Sound Event Detection Algorithm
REVISION HISTORY¶
| Revision No. | Description | Date |
|---|---|---|
| 1.0 | First version | 05/30/2024 |
| 1.1 | add lsd | 09/13/2024 |
1. Overview¶
1.1. Algorithm Description¶
Sound Event Detection (SED) is an algorithm that detects the presence of corresponding sound events. Currently, it supports babycry detection, cough detection and glass-shatter detection.

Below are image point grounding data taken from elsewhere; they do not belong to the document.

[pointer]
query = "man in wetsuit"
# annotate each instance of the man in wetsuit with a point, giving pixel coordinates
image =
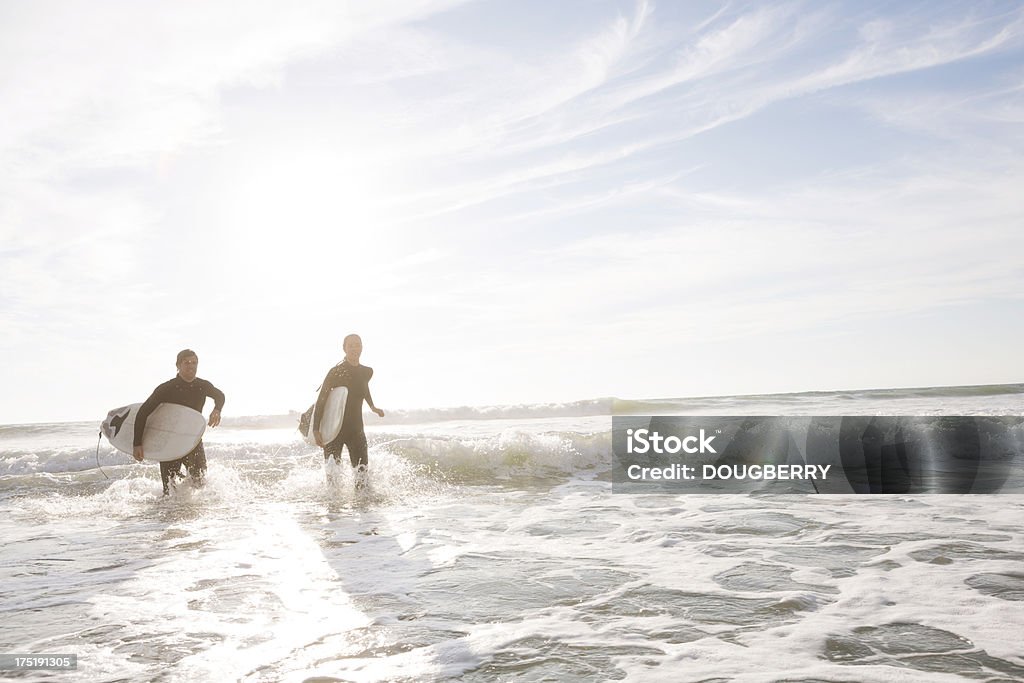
(348, 374)
(188, 390)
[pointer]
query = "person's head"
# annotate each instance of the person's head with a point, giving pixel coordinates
(187, 365)
(353, 348)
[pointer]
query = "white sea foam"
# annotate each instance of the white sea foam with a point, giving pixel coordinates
(492, 550)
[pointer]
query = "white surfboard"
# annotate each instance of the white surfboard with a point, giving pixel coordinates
(171, 430)
(334, 414)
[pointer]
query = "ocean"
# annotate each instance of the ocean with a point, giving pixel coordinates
(489, 546)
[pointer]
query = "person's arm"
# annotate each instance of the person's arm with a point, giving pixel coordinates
(218, 402)
(370, 398)
(144, 411)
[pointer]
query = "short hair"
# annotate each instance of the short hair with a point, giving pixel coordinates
(185, 353)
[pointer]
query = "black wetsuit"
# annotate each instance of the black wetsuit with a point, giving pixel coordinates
(190, 394)
(356, 379)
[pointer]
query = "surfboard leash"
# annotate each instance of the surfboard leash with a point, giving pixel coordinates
(98, 437)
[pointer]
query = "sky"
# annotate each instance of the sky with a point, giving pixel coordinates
(511, 202)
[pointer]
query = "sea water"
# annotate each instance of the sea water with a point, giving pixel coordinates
(488, 546)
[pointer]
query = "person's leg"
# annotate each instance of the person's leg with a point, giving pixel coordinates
(195, 462)
(333, 450)
(358, 456)
(168, 469)
(357, 451)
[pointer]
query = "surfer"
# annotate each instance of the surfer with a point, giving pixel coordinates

| model | function | classes |
|---|---|---|
| sed_tbs.img | babycry detection | negative(event_index=0); babycry(event_index=1); |
| sed_tbl.img | babycry detection(large model) | negative(event_index=0); babycry(event_index=1); |
| sed_tcs.img | cough detection | negative(event_index=0); cough(event_index=1); |
| sed_tcbs.img | cough&babycry detection | negative(event_index=0); cough(event_index=1); babycry(event_index=2); |
| sed_tbgl.img | babycry&glass-shatter detection(large model) | negative(event_index=0); babycry(event_index=1); glass(event_index=2); |
1.2. Notes¶
The algorithm operates at a sampling rate of 16kHz with an input length of 256 samples (16ms).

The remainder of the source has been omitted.